4.5: Tercerai Berai

93 28 0
                                    

22 Mei 2022
--

"Gelombang empat belas telah sampai di Bandara Halim," ucap salah satu rekanku melalui HT.

"Tersalin, terima kasih atas kerja keras kalian! Hati-hati di jalan!" jawabku.

Aku melirik jam tanganku, terlihat jarum pendek sudah menunjuk di angka dua.

"Semoga bisa selesai hari ini," gumamku dalam hati.

Aku merasa begitu gembira hari itu. Pemindahan rakyat secara bertahap dari Cileungsi ke Halim berjalan lancar tanpa ada gangguan apapun. Melihat itu, aku bertekad untuk menebus kegagalan Operasi Sapu Saksi beberapa hari silam dengan cara mengebut kegiatan pemindahan agar selesai sebelum waktu yang ditargetkan.

"Radio, Beta monitor!" panggilku pada tenda radio.

"Masuk, Beta!"

"Apakah gelombang lima belas sudah alur?"

"Negatif, Ndan! Belum ada berita dari Markas Pusat."

Mendengar itu, aku memutuskan untuk menghampiri tenda radio dan mengontak Markas Pusat secara langsung untuk mengebut proses pemindahan.

"Beta, radio monitor, Beta!"

Aku tidak menjawab panggilan tersebut karena saat itu jarakku dengan tenda radio hanya tinggal beberapa meter.

"Ada apa?" tanyaku saat masuk ke tenda.

".... jadi tolong peringatkan! Secepatnya!" ucap suara yang keluar dari radio.

"Itu Pak Deddy kan?

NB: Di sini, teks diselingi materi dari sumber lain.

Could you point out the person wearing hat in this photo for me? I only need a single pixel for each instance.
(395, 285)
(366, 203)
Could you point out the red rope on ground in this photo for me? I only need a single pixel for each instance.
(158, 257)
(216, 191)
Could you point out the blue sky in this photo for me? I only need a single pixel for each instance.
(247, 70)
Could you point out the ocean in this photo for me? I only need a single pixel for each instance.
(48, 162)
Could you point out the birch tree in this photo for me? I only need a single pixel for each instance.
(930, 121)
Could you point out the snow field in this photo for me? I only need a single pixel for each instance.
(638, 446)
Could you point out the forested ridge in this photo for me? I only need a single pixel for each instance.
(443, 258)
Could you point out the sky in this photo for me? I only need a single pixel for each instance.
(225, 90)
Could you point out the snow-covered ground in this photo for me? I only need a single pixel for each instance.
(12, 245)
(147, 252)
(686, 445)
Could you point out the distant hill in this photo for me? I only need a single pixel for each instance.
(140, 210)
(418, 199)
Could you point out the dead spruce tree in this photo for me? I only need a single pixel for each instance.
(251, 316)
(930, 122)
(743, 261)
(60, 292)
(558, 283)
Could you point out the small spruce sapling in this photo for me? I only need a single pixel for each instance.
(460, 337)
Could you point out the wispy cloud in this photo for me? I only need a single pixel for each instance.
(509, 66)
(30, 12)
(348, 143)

Ada apa?" tanyaku.

"Markas Pusat menunda keberangkatan, Ndan."

"Ada apa memangnya?!" tanyaku dengan ketus.

Jujur, saat itu aku langsung merasa kesal karena penyataannya tadi menandakan kalau rencana percepatan pemindahan akan gagal terlaksana.

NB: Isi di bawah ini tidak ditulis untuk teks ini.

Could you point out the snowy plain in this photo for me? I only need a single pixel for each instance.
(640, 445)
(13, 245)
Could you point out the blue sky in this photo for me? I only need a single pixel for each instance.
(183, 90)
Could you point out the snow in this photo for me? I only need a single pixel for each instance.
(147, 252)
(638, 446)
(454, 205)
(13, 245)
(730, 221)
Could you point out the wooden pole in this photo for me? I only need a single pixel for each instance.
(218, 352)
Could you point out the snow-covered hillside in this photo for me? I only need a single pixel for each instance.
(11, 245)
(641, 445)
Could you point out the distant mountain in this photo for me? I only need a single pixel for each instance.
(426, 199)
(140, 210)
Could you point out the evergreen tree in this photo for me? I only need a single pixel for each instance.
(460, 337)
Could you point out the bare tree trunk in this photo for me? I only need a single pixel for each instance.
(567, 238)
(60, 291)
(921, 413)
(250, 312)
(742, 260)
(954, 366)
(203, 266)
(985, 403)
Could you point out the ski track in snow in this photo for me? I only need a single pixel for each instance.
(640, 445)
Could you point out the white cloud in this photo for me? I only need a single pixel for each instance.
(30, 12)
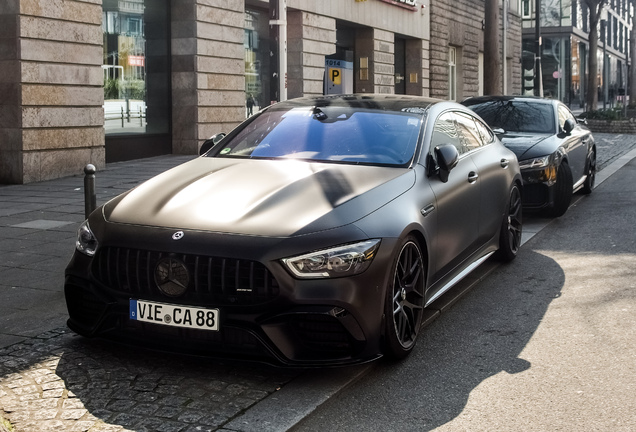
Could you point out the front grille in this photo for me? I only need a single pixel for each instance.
(222, 281)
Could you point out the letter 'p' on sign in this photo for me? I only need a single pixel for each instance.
(335, 75)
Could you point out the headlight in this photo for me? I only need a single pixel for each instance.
(535, 163)
(539, 170)
(86, 241)
(339, 261)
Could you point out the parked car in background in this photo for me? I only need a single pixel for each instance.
(314, 233)
(556, 153)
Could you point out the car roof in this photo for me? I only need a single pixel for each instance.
(403, 103)
(481, 99)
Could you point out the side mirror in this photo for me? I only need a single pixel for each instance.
(569, 125)
(447, 157)
(209, 143)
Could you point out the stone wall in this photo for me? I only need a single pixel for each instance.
(459, 24)
(54, 124)
(208, 66)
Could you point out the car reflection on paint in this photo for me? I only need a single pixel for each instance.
(314, 233)
(556, 153)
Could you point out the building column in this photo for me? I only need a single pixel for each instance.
(375, 50)
(310, 38)
(208, 71)
(416, 67)
(51, 117)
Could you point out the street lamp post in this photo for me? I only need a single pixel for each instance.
(604, 71)
(538, 79)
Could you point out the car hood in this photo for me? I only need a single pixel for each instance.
(526, 146)
(259, 197)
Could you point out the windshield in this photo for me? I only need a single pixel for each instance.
(517, 116)
(334, 134)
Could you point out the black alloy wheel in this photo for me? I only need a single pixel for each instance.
(404, 304)
(511, 227)
(562, 191)
(590, 179)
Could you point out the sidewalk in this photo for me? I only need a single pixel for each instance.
(51, 379)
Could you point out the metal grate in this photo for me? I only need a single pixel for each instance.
(220, 280)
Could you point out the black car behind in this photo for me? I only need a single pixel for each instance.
(556, 153)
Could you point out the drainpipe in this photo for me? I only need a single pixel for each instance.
(278, 49)
(504, 48)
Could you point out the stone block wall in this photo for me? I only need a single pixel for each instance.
(459, 24)
(10, 119)
(208, 66)
(310, 38)
(54, 55)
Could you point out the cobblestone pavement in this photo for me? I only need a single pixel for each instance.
(62, 382)
(57, 381)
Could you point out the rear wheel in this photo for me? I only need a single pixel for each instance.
(588, 186)
(562, 191)
(404, 302)
(511, 227)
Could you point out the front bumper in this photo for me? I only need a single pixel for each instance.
(293, 322)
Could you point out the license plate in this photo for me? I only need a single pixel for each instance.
(174, 315)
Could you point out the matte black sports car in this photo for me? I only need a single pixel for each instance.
(556, 154)
(314, 233)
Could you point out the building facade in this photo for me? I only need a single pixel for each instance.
(457, 47)
(565, 32)
(97, 81)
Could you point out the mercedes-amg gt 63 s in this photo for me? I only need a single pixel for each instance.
(316, 232)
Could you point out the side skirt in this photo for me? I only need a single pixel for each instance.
(459, 277)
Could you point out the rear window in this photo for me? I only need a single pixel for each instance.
(517, 116)
(333, 134)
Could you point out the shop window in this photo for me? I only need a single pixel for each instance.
(256, 60)
(136, 67)
(526, 9)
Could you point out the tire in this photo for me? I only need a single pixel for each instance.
(511, 228)
(404, 304)
(588, 186)
(562, 191)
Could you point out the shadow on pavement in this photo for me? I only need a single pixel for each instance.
(67, 382)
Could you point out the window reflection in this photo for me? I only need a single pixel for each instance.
(130, 73)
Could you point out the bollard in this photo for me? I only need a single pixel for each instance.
(90, 198)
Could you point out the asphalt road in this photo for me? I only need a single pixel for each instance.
(543, 344)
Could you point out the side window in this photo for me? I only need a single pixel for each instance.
(445, 132)
(564, 114)
(470, 136)
(487, 135)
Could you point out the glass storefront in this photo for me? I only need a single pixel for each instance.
(136, 67)
(256, 61)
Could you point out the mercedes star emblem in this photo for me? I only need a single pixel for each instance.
(172, 277)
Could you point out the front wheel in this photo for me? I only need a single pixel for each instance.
(511, 227)
(404, 304)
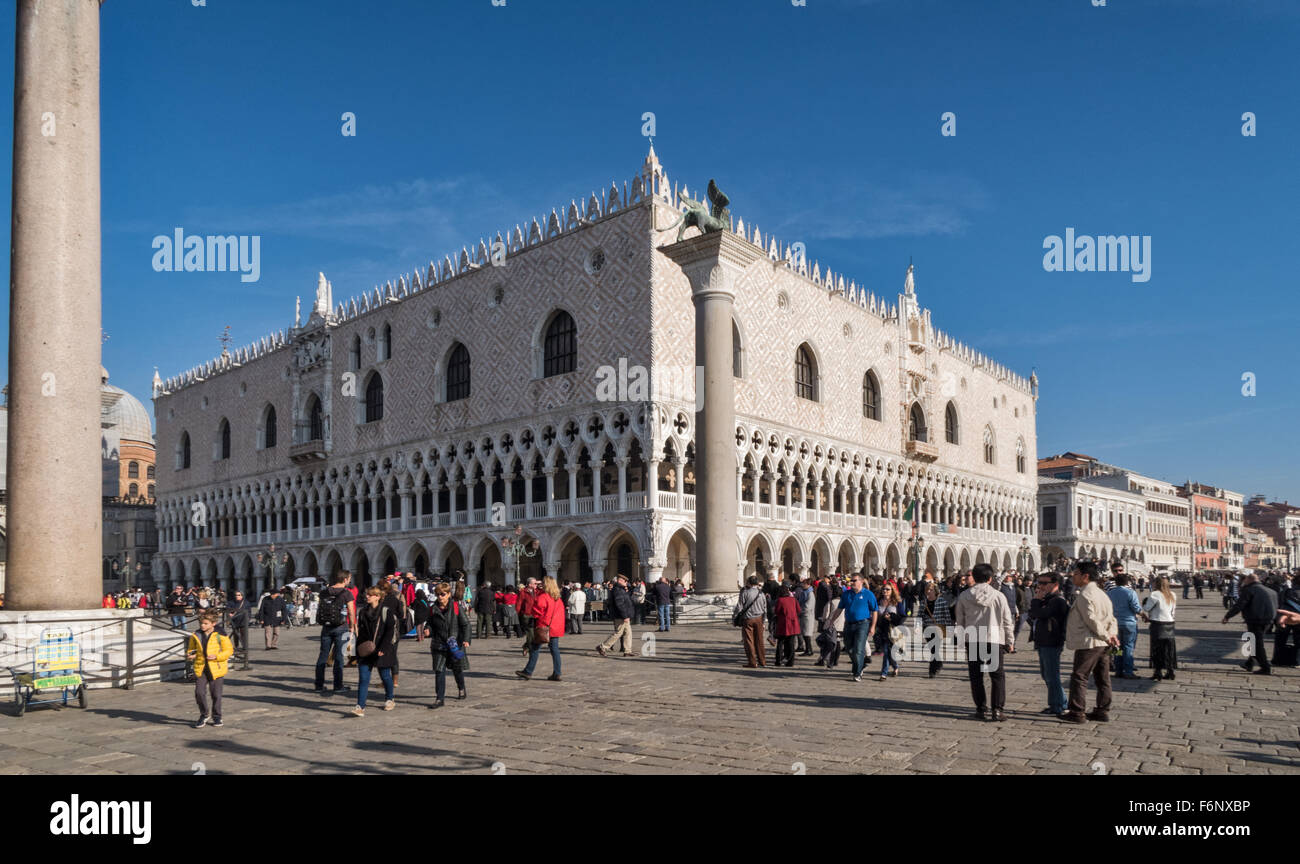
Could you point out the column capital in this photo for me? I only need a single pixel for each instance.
(714, 261)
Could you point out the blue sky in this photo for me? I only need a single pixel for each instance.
(822, 122)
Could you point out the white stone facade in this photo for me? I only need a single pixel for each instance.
(1090, 520)
(601, 477)
(1169, 519)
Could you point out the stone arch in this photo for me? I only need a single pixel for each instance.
(759, 555)
(871, 558)
(622, 554)
(848, 558)
(794, 554)
(820, 559)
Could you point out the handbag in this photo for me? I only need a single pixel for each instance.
(739, 619)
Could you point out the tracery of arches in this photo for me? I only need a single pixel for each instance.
(615, 443)
(784, 467)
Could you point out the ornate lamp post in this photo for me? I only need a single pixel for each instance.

Tiba-tiba, radio tersebut kembali bersuara.

"Beta sudah di tempat?"

"Dengan Beta, Pak!" jawabku yang segera mengambil alih radio.

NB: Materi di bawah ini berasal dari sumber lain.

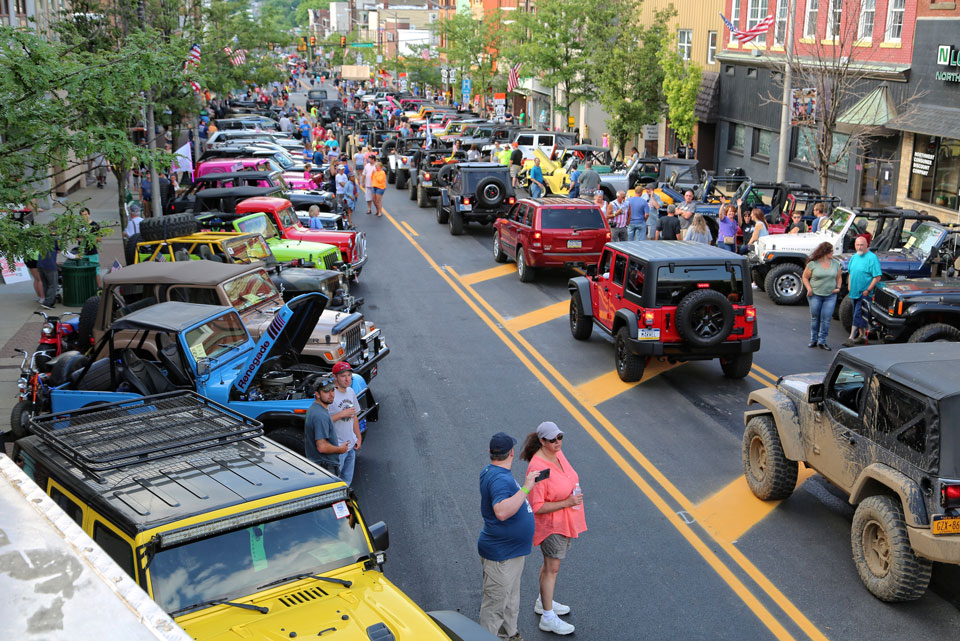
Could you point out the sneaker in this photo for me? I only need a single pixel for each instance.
(556, 625)
(558, 608)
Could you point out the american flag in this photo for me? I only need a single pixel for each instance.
(514, 80)
(746, 36)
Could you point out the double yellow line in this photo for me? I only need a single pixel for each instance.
(676, 508)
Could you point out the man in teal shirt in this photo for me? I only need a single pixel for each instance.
(863, 275)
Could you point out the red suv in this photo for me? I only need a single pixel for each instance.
(550, 232)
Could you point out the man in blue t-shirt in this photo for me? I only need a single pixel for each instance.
(506, 538)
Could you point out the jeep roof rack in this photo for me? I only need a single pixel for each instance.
(106, 437)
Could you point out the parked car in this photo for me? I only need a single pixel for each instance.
(682, 300)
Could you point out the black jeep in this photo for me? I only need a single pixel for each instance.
(475, 192)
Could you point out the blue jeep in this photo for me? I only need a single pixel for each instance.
(206, 349)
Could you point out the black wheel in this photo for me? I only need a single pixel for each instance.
(784, 284)
(524, 271)
(737, 366)
(20, 417)
(704, 318)
(498, 254)
(769, 473)
(629, 365)
(580, 325)
(935, 332)
(171, 226)
(88, 318)
(887, 564)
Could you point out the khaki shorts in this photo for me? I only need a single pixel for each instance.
(555, 546)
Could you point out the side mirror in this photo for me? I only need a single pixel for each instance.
(380, 536)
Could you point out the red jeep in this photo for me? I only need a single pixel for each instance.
(680, 300)
(550, 232)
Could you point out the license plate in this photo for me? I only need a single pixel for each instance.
(945, 525)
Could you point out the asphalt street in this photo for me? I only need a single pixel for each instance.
(676, 548)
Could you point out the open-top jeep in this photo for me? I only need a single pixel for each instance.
(680, 300)
(233, 535)
(476, 192)
(883, 425)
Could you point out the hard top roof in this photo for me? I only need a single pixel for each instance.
(666, 251)
(929, 368)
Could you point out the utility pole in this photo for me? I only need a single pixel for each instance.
(785, 108)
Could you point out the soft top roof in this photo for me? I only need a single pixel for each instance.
(929, 368)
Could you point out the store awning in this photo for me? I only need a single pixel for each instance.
(933, 121)
(871, 113)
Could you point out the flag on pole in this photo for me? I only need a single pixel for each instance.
(514, 80)
(745, 36)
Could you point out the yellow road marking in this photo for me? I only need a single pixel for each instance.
(698, 544)
(539, 316)
(487, 274)
(731, 512)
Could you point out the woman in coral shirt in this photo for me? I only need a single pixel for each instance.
(558, 516)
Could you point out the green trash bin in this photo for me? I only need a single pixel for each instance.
(79, 281)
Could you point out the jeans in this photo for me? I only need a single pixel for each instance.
(821, 313)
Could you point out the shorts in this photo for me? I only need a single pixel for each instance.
(555, 546)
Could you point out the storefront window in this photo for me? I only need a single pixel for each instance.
(935, 171)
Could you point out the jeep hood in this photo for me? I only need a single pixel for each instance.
(289, 331)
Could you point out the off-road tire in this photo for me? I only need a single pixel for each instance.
(580, 325)
(887, 564)
(770, 475)
(934, 332)
(88, 318)
(704, 318)
(456, 223)
(737, 366)
(524, 271)
(784, 284)
(498, 255)
(629, 366)
(171, 226)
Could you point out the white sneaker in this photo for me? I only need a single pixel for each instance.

"Azka, bawa pulang semua anggota kamu! Sesuatu yang berbahaya sedang mengintai kalian disana!"

"Mohon izin, Pak, namun bisakah anda menjelaskan lebih rinci mengenai sesuatu yang berbahaya itu?"

"Nanti akan saya jelaskan disini. Sekarang, cepat pulang! Bawa sebanyak mungkin prajurit yang sempat diselamatkan!"

Aku diam, tidak tahu harus menjawab apa. Sungguh, aku begitu geram dengan keadaan ini.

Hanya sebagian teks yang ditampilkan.